First Treasury Counsel (Common Law)
- Incumbent
- Assumed office January 2009
- Monarchs: Elizabeth II; Charles III;
- Preceded by: Philip Sales

Personal details
- Born: James Raymond Eadie March 1962 (age 64) Kensington, London, England
- Parent(s): Douglas George Arnott Eadie Gillian Carlyon Coates
- Alma mater: Magdalene College, Cambridge
- Occupation: Barrister

= James Eadie (barrister) =

British barrister

Sir James Raymond Eadie, KC (born March 1962) is a British barrister. Since January 2009, he has served as the First Treasury Counsel (Common Law), the government's independent barrister on legal issues of national importance. He represented the UK Government in the R (Miller and Dos Santos) v Secretary of State for Exiting the European Union case in 2016, and in the R (Miller) v The Prime Minister case in 2019.
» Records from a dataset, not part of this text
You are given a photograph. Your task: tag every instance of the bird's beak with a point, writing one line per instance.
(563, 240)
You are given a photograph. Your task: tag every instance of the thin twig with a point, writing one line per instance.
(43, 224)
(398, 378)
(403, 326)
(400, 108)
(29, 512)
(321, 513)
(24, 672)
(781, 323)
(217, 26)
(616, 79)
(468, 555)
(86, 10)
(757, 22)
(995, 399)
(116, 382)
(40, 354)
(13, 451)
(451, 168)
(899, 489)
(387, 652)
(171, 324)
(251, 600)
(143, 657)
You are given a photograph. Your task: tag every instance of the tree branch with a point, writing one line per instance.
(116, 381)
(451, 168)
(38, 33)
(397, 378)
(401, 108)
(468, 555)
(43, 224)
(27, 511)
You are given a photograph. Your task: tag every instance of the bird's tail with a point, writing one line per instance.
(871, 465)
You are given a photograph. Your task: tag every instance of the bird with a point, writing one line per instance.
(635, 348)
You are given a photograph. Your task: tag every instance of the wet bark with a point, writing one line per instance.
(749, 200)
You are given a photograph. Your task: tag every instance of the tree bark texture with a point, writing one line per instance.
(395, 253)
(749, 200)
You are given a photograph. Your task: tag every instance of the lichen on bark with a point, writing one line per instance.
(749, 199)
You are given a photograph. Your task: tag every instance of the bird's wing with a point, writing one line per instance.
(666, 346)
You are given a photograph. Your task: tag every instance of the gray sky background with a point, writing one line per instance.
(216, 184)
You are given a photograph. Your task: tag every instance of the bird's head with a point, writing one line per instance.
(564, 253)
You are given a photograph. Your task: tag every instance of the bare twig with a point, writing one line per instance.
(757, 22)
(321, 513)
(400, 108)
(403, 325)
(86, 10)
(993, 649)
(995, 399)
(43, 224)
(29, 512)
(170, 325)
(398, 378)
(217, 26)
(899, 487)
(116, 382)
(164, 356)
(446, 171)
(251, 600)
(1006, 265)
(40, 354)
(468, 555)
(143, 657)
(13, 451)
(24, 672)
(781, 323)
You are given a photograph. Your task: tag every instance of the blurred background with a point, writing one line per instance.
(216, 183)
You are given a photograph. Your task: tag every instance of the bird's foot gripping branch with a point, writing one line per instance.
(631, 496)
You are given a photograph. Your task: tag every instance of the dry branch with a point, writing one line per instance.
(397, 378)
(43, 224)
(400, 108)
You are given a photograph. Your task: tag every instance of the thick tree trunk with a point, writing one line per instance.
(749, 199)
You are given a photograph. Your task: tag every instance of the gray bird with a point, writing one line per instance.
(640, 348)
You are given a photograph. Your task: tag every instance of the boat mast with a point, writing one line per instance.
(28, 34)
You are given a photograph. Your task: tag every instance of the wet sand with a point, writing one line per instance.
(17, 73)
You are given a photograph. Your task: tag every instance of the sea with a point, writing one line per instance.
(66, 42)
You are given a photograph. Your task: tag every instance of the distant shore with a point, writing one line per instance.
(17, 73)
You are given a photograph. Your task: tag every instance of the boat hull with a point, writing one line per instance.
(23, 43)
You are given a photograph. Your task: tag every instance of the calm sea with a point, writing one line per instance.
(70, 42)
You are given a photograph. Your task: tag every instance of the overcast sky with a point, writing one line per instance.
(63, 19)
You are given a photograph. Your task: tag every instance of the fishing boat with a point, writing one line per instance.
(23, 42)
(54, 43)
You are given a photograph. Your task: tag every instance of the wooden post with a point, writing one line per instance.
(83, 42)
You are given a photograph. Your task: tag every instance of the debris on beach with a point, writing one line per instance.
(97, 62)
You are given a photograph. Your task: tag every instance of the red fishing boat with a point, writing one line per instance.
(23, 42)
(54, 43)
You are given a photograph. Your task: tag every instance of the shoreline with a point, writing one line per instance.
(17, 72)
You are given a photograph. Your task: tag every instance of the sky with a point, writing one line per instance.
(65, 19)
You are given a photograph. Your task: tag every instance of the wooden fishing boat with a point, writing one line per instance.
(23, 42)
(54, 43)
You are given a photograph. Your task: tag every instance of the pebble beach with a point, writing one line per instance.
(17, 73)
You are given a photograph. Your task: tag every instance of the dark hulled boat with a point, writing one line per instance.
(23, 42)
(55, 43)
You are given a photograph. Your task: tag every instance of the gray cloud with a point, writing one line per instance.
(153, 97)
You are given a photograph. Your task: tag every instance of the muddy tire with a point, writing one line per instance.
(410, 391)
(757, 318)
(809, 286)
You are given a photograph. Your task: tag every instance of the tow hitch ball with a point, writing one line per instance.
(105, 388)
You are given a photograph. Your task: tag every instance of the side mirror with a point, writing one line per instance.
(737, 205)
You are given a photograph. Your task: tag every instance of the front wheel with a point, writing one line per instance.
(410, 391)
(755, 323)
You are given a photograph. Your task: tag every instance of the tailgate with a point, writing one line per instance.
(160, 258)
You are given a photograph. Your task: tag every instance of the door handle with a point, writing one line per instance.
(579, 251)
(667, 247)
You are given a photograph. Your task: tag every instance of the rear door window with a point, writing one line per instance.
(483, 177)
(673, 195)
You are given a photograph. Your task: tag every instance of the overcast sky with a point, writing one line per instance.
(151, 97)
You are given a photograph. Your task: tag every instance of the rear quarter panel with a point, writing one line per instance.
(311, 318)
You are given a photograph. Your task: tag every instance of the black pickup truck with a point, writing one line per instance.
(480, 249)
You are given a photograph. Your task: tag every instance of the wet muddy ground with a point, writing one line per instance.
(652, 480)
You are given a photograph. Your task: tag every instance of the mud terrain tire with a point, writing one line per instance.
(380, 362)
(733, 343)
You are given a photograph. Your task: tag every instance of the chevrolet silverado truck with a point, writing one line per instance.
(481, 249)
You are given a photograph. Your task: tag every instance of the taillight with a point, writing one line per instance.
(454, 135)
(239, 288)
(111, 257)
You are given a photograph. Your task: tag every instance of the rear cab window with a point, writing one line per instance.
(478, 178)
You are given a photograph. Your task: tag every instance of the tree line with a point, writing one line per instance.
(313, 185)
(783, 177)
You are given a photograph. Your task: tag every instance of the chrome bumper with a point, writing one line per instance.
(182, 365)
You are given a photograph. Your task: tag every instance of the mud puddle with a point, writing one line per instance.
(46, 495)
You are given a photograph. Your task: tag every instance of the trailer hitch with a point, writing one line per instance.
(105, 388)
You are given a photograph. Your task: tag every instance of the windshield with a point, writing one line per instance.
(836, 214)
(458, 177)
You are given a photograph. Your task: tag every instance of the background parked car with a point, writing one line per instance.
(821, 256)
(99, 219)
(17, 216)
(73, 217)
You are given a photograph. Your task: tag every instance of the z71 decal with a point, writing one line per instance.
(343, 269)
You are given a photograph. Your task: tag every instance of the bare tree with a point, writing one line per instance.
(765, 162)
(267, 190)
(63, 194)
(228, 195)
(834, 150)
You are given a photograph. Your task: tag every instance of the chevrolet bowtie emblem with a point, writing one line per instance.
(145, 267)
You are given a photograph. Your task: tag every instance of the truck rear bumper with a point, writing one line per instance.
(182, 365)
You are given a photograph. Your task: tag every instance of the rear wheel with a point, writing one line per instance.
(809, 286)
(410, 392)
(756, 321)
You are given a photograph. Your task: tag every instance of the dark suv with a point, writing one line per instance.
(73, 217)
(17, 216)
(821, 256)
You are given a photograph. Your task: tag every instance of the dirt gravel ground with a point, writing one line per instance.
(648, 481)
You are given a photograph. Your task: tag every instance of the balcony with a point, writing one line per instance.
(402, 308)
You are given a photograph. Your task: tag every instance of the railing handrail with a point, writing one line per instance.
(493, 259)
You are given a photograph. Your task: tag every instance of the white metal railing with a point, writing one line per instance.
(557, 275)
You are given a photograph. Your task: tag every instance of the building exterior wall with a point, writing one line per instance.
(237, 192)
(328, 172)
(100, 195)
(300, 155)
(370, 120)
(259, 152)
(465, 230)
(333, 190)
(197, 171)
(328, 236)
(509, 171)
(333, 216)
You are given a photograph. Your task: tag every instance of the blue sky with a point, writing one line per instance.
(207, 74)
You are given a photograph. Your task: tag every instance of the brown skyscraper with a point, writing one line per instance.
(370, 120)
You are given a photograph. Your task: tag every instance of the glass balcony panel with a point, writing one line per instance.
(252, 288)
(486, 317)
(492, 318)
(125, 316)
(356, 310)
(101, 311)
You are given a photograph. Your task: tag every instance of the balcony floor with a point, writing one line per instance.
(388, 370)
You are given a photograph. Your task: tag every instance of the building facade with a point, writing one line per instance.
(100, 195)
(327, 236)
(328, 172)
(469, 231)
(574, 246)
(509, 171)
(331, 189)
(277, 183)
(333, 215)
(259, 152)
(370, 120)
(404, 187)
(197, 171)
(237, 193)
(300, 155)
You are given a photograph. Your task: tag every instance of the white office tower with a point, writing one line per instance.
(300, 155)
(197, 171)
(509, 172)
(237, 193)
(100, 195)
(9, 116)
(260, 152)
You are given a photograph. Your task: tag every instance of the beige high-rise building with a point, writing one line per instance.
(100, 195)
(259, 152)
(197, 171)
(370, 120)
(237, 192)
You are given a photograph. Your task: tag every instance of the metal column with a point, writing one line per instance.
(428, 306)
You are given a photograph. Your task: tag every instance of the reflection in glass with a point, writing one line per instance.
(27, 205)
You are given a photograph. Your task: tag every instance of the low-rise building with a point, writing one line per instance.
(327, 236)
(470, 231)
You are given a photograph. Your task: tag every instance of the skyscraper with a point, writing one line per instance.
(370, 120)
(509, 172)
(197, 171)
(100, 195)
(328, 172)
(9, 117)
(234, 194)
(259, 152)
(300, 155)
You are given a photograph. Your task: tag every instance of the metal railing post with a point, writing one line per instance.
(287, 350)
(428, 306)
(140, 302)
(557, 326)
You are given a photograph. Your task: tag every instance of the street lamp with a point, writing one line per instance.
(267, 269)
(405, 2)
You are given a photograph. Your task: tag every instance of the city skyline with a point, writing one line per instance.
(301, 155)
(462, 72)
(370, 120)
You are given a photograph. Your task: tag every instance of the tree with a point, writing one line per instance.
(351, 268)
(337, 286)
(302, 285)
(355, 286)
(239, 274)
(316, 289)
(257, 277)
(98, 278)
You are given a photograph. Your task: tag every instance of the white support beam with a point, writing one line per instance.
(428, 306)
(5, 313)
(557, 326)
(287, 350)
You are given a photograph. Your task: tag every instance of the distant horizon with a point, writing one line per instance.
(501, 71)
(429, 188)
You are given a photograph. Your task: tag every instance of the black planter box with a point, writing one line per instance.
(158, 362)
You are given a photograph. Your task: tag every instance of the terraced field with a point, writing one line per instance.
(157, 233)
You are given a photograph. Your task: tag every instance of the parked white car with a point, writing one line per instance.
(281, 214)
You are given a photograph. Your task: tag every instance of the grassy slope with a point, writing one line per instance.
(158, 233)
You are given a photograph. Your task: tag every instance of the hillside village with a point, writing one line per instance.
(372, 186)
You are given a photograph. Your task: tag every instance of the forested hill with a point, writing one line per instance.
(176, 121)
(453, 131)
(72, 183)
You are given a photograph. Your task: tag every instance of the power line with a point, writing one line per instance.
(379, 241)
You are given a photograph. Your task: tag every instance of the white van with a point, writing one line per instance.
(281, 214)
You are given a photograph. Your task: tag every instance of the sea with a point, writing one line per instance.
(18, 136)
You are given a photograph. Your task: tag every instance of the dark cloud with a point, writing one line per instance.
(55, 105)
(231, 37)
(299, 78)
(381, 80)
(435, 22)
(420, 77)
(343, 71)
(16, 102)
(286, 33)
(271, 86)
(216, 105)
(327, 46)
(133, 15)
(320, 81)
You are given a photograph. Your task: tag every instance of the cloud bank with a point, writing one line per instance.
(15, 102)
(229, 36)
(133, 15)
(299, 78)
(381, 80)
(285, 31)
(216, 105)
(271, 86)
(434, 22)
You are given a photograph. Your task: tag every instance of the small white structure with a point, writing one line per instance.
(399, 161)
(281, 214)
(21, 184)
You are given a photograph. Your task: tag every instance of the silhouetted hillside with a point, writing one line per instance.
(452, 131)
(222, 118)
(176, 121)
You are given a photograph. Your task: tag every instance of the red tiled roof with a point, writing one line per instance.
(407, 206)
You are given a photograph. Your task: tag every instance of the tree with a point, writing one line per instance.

Eadie was born in March 1962 in Kensington, London, England. He attended Radley College and Magdalene College, Cambridge. He was called to the bar at Middle Temple in 1984 and took silk in 2008. He was appointed knight bachelor in the 2018 Birthday Honours List. In September 2019, he represented the British government in the Supreme Court case to determine the legality of Boris Johnson's prorogation.

In 2020, he successfully represented the Home Secretary in the Supreme Court case of Begum v Home Secretary, concerning the application of Shamima Begum to enter the United Kingdom.

He represented the British government in the Afghan data leak superinjunction case at the Court of Appeal in June 2024; appealing a High Court ruling, he told the court that to discharge the injunction would bring down “immediate risks on the heads of everyone” and that even the intelligence and security committee should not be told about what had happened. The judges agreed, and the case was sent back to the High Court, superinjunction intact; none of this was publicly revealed until July 2025, when the superinjunction was lifted.